Chris Johnson, CEO of Simplifilm, recommends Lifespan of a Fact by John D’Agata. The book is about a professional fact-checker and how they work. Chris says, “this book is phenomenal if you have’t read it”.
Serenity Caldwell picks the Jins Screen Glasses. She doesn’t normally wear glasses but she’s been getting crazy headaches from her laptop and desktop. A doctor recommended that she needs something to block light, like f.lux (if you don’t use it already, check it out, it’s free on Mac!). The Jins Screen blue light glasses look like normal glasses but are actually blue light blockers. They adjust the amount of blue light your eyes are exposed to by 25%. They helped Serenity with her headaches and might help you sleep better. If you spend a lot of time staring at the computer check out the Jins Screen. [If you’re outside the US or Japan, try Amazon — I just ordered a pair last night!].
Linked-In co-founder Reid Hoffman recommends Conscious Business by Fred Kofman. Fred, he says, is to some degree the modern high spiritual priest of capital business.
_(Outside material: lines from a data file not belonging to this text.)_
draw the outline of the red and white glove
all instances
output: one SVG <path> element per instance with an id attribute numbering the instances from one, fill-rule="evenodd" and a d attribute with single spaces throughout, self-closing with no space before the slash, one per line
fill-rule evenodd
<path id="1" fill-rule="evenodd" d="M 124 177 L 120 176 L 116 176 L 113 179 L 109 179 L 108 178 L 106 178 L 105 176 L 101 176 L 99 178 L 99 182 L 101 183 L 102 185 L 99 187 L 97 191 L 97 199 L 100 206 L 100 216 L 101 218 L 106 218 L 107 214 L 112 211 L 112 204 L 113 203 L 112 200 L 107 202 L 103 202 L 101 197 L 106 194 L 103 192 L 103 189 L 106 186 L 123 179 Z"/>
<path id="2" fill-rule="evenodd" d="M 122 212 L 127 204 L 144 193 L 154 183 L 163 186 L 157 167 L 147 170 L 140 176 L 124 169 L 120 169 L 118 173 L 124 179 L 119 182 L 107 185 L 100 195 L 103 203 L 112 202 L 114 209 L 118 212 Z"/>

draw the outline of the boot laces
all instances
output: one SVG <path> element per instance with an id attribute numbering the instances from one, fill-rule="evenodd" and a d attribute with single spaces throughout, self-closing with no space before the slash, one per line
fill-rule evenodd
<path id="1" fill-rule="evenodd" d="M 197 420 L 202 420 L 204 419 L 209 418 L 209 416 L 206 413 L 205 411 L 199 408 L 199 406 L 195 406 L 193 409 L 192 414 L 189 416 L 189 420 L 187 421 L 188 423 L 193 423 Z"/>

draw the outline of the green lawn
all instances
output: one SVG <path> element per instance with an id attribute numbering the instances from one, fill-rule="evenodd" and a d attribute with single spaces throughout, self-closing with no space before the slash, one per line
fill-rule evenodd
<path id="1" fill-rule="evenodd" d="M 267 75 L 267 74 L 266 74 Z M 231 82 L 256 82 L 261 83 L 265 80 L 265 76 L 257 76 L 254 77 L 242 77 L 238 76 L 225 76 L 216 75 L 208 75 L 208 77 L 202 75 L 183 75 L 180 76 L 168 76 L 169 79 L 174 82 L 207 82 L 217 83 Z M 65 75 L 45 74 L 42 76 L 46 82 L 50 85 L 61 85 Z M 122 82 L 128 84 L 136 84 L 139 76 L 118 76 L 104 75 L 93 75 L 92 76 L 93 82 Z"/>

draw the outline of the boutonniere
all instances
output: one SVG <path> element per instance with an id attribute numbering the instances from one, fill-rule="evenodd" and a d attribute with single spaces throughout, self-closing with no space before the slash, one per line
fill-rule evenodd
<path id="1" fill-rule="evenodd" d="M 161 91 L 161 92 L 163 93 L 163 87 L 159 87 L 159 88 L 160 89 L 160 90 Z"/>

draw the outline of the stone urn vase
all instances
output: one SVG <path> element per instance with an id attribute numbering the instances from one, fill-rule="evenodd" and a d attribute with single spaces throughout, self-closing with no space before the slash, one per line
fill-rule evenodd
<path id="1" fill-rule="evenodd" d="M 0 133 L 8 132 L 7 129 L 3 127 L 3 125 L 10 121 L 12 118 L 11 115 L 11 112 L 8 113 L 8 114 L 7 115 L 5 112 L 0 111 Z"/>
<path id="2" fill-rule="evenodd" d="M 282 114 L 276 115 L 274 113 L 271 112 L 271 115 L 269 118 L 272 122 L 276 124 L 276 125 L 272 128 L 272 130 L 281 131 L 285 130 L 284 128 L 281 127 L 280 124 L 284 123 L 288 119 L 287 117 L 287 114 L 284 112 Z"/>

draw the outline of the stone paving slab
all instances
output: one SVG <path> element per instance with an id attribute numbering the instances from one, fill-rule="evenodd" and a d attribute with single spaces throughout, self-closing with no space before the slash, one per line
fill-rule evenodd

He writes on how you can express business and capitalism as a spiritual practice of compassion. It’s a book that opens with a discussion of Aristotle. This is not your typical business book.
Andy Ihnatko says this is a game everybody is playing right now and this is the reason phone-calls are going unanswered. They turned original Pac-Man into an endless runner. He loves the gameplay and says the graphics are really, really cool.
Andrew Warner of Mixergy (you should definitely check out his amazing interviews) says, “I love James Caan, the entrepreneur, not the actor, I love his biography. And in the biography, he talks about how in the early days, he had the tiniest little old closet of an office and he couldn’t have anyone meet him there. What he would do is he would tell them to meet him at his office. He would end up downstairs at the lobby and he’d say, “Listen, it’s just too hectic up there. Let’s go out somewhere.” And then they would go. So, at least he would give his clients the impression of size and then move on.”